How It Works

rocm-trace-lite captures GPU kernel execution data through HSA runtime interception, without any dependency on roctracer or rocprofiler-sdk.

Architecture overview

Application (PyTorch, Triton, HIP, etc.)
    │
    ▼
HIP Runtime
    │
    ▼
HSA Runtime ◄── HSA_TOOLS_LIB=librtl.so
    │               │
    │               ├── OnLoad(): replace API table entries
    │               ├── my_hsa_queue_create(): intercept queue creation
    │               ├── queue_intercept_cb(): inject profiling signals
    │               └── completion_worker(): read timestamps, write DB
    ▼
GPU Hardware

Interception mechanism

1. Library loading

When HSA_TOOLS_LIB is set, the ROCm HSA runtime calls OnLoad() during hsa_init(). This gives us the HSA API function table, which we modify:

hsa_queue_create → my_hsa_queue_create (intercept queue creation)
hsa_executable_freeze → my_hsa_executable_freeze (capture kernel symbols)

2. Queue interception

Every hsa_queue_create call is redirected to create an interceptible queue via hsa_amd_queue_intercept_create. This allows us to register a callback that sees every AQL packet before it reaches the hardware:

hsa_amd_queue_intercept_create(agent, size, type, ...queue);
hsa_amd_profiling_set_profiler_enabled(*queue, true);
hsa_amd_queue_intercept_register(*queue, queue_intercept_cb, &qi);

3. Signal injection profiling

For each kernel dispatch packet, the intercept callback:

Acquires a profiling signal from a reusable pool
Saves the original completion signal (if any)
Replaces pkt->completion_signal with the profiling signal
Submits the modified packet via writer()

Original packet:  [kernel_dispatch | signal=0x0    ]
Modified packet:  [kernel_dispatch | signal=prof_42]

4. Completion worker

A single background thread processes completed dispatches:

Wait on the profiling signal (100ms timeout for clean shutdown)
Read GPU timestamps via hsa_amd_profiling_get_dispatch_time
Record kernel name, device ID, timestamps to SQLite
Forward original completion signal (if non-null)
Return profiling signal to pool

5. Symbol resolution

Kernel names are captured by intercepting hsa_executable_freeze:

hsa_executable_iterate_symbols(executable, symbol_iterate_cb, nullptr);
// Maps kernel_object handle → kernel name string

6. roctx shim

The library exports roctxRangePushA, roctxRangePop, roctxMarkA, roctxRangeStartA, and roctxRangeStop symbols, allowing applications that use roctx markers to work without linking libroctx64. Both nested (push/pop) and non-nested (start/stop) ranges are supported.

Signal pool design

Creating HSA signals is expensive. The signal pool avoids per-dispatch overhead:

Pre-allocate 64 signals at startup
Grow on demand up to 4096 maximum
Reuse signals after completion (reset to initial value 1)
Destroy excess signals when pool is full
Steady-state: zero hsa_signal_create calls after warmup

CUDAGraph / HIP graph handling

Signal injection is incompatible with CUDAGraph replay at two levels:

Batch replay: CUDAGraph replay submits pre-recorded AQL packets via the intercept callback with count > 1. Injecting signals into these packets corrupts the graph’s execution chain (0x1009).
Graph capture: Signals injected during capture get baked into the graph. On replay, these signal handles are stale/recycled, causing GPU memory access faults.

Batch skip (automatic)

The intercept callback detects batch submissions (count > 1) and passes them through unmodified:

if (count > 1) {
    writer(in_packets, count);  // pass through, no signal injection
    return;
}

Graph-replayed kernels are not profiled, but the application runs correctly.

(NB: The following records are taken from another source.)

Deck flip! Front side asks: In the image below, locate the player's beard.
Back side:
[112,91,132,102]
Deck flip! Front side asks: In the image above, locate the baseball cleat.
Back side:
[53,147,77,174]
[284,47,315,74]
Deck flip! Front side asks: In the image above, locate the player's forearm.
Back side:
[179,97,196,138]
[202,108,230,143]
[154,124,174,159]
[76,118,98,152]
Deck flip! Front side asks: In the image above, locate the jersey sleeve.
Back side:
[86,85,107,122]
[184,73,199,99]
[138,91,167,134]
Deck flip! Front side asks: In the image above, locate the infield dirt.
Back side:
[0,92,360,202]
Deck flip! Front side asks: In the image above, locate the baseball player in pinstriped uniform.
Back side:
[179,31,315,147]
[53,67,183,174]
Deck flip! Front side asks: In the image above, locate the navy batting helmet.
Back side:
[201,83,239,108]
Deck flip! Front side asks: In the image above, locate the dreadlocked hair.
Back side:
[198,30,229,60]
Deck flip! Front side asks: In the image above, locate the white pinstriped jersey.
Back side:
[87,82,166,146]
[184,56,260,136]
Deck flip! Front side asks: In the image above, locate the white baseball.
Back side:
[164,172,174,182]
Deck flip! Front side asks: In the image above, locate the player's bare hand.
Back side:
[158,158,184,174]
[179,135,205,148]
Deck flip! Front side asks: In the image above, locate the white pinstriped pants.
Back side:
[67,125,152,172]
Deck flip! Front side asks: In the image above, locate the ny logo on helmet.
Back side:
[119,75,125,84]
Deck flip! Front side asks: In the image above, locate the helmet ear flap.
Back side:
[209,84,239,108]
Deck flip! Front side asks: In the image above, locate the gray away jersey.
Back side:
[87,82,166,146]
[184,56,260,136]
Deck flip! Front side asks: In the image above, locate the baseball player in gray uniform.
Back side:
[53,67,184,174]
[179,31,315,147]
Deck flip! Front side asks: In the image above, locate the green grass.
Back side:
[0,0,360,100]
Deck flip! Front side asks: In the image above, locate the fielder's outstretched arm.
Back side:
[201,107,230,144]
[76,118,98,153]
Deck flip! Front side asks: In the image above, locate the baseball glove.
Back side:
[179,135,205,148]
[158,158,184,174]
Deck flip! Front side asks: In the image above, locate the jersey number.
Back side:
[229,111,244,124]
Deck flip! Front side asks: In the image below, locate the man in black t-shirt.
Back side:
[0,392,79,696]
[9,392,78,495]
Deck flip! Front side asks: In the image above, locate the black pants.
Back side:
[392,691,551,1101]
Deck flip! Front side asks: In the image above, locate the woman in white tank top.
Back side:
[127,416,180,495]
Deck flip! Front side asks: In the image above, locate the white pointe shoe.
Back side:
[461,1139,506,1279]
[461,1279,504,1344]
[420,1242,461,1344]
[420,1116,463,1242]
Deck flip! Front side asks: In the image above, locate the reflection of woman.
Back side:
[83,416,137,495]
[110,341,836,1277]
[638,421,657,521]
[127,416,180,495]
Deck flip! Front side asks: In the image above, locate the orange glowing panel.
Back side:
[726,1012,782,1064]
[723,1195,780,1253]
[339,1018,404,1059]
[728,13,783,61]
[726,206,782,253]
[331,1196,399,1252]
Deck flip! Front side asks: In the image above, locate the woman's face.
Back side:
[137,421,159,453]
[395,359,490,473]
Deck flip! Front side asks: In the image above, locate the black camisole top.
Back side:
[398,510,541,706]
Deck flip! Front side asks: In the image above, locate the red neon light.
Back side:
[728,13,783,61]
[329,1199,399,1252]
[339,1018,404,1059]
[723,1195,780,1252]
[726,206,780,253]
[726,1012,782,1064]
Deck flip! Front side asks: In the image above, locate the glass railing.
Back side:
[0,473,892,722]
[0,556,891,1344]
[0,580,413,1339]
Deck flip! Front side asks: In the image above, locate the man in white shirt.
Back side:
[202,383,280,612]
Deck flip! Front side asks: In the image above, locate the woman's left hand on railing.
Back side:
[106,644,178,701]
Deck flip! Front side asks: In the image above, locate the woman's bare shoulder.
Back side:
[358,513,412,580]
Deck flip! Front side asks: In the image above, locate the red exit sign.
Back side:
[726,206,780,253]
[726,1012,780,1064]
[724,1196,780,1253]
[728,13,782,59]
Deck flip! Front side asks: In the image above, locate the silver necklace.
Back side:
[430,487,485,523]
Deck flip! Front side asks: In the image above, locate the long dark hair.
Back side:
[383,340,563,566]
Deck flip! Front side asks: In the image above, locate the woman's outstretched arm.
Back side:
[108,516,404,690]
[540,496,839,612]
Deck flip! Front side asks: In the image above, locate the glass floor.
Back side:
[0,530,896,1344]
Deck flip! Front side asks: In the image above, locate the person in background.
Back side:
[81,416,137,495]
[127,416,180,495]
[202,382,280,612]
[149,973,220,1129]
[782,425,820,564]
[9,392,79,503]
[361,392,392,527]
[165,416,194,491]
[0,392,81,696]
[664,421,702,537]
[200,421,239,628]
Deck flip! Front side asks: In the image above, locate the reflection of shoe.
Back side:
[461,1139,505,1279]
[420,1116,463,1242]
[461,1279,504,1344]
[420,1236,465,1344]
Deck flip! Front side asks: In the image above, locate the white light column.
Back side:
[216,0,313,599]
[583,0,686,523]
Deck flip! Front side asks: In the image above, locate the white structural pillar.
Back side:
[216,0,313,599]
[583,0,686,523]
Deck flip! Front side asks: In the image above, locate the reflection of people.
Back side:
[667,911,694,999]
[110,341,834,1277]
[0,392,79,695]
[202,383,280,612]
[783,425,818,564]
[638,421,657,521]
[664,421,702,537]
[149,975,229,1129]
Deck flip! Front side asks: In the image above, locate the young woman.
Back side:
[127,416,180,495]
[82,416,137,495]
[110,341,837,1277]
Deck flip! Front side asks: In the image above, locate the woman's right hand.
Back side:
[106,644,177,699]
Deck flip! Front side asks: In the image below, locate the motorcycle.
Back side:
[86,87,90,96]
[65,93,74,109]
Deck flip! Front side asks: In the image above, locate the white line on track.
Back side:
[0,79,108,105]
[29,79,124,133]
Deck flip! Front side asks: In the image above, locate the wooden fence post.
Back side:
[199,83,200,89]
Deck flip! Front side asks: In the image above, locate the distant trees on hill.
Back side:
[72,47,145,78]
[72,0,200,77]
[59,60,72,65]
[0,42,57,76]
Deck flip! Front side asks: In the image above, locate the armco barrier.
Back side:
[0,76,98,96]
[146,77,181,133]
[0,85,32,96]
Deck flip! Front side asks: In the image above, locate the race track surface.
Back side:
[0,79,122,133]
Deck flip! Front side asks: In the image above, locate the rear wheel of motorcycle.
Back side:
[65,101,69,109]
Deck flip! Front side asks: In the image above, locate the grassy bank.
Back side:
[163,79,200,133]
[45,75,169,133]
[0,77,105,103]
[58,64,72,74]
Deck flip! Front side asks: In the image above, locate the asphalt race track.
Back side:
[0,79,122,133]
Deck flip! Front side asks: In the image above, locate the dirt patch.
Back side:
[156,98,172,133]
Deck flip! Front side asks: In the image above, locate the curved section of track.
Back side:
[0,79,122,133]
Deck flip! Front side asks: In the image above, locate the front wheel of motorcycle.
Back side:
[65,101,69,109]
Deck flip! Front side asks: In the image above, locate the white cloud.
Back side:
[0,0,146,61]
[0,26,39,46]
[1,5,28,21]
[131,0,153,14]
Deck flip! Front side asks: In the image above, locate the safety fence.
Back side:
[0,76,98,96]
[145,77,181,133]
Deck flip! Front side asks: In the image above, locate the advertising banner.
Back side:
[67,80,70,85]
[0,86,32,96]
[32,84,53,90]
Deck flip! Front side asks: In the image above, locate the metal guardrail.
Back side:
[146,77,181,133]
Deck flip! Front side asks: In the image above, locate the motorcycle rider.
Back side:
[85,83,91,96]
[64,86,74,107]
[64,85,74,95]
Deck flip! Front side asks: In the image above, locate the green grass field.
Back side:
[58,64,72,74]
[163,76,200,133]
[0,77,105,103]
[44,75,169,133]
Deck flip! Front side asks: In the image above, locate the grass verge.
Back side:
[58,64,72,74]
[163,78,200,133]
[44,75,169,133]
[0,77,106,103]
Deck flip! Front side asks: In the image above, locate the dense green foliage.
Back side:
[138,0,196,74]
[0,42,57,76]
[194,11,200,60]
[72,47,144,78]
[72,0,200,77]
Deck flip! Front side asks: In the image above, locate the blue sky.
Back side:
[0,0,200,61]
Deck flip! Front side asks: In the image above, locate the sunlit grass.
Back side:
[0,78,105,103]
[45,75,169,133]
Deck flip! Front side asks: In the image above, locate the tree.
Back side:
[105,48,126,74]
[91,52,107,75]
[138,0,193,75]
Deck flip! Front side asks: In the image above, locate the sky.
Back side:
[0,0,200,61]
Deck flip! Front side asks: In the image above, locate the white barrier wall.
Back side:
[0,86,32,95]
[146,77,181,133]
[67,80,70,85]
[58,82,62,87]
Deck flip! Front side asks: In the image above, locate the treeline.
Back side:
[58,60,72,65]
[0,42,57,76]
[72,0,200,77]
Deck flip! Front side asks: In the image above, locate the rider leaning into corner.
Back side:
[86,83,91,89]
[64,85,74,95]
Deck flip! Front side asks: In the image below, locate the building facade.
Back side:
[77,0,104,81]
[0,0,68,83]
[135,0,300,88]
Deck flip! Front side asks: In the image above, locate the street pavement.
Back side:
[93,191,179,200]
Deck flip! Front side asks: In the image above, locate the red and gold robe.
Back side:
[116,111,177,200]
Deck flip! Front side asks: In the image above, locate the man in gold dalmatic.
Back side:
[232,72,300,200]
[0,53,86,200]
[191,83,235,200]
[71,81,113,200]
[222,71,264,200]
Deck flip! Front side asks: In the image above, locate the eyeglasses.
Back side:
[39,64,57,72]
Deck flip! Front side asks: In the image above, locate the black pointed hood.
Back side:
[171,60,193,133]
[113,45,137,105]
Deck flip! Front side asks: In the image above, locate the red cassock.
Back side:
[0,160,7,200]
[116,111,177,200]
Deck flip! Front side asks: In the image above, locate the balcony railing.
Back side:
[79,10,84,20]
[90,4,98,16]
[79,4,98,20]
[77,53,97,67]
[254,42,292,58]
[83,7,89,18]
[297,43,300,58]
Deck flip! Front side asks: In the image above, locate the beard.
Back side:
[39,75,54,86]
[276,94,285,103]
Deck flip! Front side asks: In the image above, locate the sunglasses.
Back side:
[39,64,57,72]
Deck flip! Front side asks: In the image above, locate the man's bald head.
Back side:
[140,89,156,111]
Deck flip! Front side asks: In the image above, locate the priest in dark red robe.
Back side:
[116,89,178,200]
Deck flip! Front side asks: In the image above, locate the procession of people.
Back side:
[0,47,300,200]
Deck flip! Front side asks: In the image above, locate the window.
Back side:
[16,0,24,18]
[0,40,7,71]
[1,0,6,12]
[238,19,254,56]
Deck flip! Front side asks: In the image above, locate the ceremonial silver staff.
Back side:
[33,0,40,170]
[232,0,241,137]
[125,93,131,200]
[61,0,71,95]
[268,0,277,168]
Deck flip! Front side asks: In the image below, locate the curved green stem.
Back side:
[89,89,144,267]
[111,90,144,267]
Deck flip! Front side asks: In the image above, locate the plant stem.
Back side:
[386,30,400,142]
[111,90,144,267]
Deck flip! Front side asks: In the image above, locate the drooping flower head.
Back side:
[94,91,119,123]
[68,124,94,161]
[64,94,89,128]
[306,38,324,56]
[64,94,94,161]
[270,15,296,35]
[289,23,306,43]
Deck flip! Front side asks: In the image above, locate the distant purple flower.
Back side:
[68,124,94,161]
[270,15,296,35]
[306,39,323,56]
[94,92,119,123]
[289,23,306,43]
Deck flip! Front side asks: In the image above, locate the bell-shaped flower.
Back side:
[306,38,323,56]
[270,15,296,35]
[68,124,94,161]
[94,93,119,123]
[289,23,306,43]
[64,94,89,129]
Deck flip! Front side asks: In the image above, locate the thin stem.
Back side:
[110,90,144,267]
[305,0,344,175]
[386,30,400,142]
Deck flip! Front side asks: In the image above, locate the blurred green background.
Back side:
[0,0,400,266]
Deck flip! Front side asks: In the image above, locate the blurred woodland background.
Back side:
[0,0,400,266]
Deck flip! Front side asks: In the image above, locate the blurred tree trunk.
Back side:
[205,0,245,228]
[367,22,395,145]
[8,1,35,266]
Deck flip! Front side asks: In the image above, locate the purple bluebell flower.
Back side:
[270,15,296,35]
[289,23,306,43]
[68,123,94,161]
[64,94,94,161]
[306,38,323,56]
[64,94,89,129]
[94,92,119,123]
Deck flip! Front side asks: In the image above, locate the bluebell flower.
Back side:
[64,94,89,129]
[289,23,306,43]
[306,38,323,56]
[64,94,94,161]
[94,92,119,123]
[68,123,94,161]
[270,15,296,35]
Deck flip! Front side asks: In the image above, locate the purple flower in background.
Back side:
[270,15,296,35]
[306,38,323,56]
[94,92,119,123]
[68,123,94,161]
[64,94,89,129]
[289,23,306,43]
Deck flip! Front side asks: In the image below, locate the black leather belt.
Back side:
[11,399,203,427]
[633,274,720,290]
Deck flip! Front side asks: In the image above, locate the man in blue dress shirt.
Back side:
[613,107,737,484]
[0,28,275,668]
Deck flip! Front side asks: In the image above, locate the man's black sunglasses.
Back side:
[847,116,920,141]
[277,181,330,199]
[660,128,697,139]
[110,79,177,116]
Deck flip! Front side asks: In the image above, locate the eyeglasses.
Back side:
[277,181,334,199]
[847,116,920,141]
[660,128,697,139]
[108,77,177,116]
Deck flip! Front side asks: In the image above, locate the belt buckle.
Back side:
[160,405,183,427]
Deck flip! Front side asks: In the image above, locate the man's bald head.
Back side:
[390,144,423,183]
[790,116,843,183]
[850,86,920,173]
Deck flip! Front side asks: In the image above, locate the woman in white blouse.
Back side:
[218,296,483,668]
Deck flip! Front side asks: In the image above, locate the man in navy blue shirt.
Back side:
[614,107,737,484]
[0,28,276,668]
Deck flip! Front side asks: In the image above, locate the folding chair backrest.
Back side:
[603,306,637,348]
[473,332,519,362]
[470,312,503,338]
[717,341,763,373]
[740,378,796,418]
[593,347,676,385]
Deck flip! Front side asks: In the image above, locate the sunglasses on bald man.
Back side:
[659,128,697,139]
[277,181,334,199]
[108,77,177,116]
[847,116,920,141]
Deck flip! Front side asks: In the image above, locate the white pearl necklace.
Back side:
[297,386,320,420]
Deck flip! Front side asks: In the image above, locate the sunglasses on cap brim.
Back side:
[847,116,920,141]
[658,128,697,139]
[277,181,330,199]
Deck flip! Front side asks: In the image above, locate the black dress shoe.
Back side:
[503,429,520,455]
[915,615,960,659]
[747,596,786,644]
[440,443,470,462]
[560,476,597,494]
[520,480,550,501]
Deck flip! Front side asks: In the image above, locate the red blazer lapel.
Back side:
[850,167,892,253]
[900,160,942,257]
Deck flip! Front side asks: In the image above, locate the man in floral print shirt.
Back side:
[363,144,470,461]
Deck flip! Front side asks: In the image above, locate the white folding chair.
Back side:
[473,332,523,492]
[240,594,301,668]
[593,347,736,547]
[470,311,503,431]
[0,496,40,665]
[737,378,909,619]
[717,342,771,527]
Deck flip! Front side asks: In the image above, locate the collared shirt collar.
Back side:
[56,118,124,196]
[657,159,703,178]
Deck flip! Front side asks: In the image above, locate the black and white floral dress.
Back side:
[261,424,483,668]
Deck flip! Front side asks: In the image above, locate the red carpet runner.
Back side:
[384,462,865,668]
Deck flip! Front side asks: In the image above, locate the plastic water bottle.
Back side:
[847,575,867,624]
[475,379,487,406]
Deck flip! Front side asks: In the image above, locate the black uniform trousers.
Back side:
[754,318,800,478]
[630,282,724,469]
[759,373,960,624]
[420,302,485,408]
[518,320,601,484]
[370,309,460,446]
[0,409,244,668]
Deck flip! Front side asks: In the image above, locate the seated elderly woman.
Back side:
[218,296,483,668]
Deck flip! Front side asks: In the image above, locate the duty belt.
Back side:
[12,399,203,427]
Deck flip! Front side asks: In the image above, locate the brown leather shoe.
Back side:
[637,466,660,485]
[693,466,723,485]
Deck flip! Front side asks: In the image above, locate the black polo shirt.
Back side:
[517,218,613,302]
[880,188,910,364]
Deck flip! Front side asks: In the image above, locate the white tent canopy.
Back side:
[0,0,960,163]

Profiling modes (RTL_MODE)

RTL supports three profiling modes to balance data completeness vs overhead:

Mode	Mechanism	Behavior	Overhead
lite	HSA signal injection	Skip packets with existing `completion_signal` (NCCL, barriers).	~0%
standard	HSA signal injection	Signal injection for all `count==1` kernel dispatches. Skip graph replay batches.	~2-4%
full	HSA signal injection	Profile everything including graph replay batches. Requires ROCm 7.13+ with ROCR fix.	~2-5%
hip	LD_PRELOAD + dlsym	HIP API interception via `dlsym(RTLD_NEXT)`. Captures CPU-side HIP call timings (21 APIs) alongside GPU kernel execution. No HSA queue interception.	<1%

Set via RTL_MODE=lite env var or rtl trace --mode lite CLI flag.

HIP API interception (RTL_MODE=hip)

When RTL_MODE=hip, RTL uses a fundamentally different mechanism: LD_PRELOAD function interposition via dlsym(RTLD_NEXT) to wrap 21 HIP runtime functions (hipModuleLaunchKernel, hipMemcpy, hipMalloc, hipFree, hipStreamSynchronize, etc.). Each wrapper records CPU-side start/end timestamps and a correlation ID, then forwards to the real HIP function. A thread-local re-entrancy guard prevents recursive recording during HIP runtime initialization. This mode populates the rocpd_api table with HIP API call timings.

Known limitation

The HSA intercept API does not distinguish graph replay from normal multi-packet submissions. Default and lite modes skip all count > 1 submissions. Full mode profiles them but requires the ROCR staging buffer fix to avoid heap overflow (see issue #67).

Why signal injection?

HIP runtime does not set completion_signal on most kernel dispatch AQL packets (ROCm 7.2+). HIP uses barrier packets with signals for synchronization instead. Without signal injection, 0 kernels would be captured. RTL injects profiling signals and forwards original signals after profiling.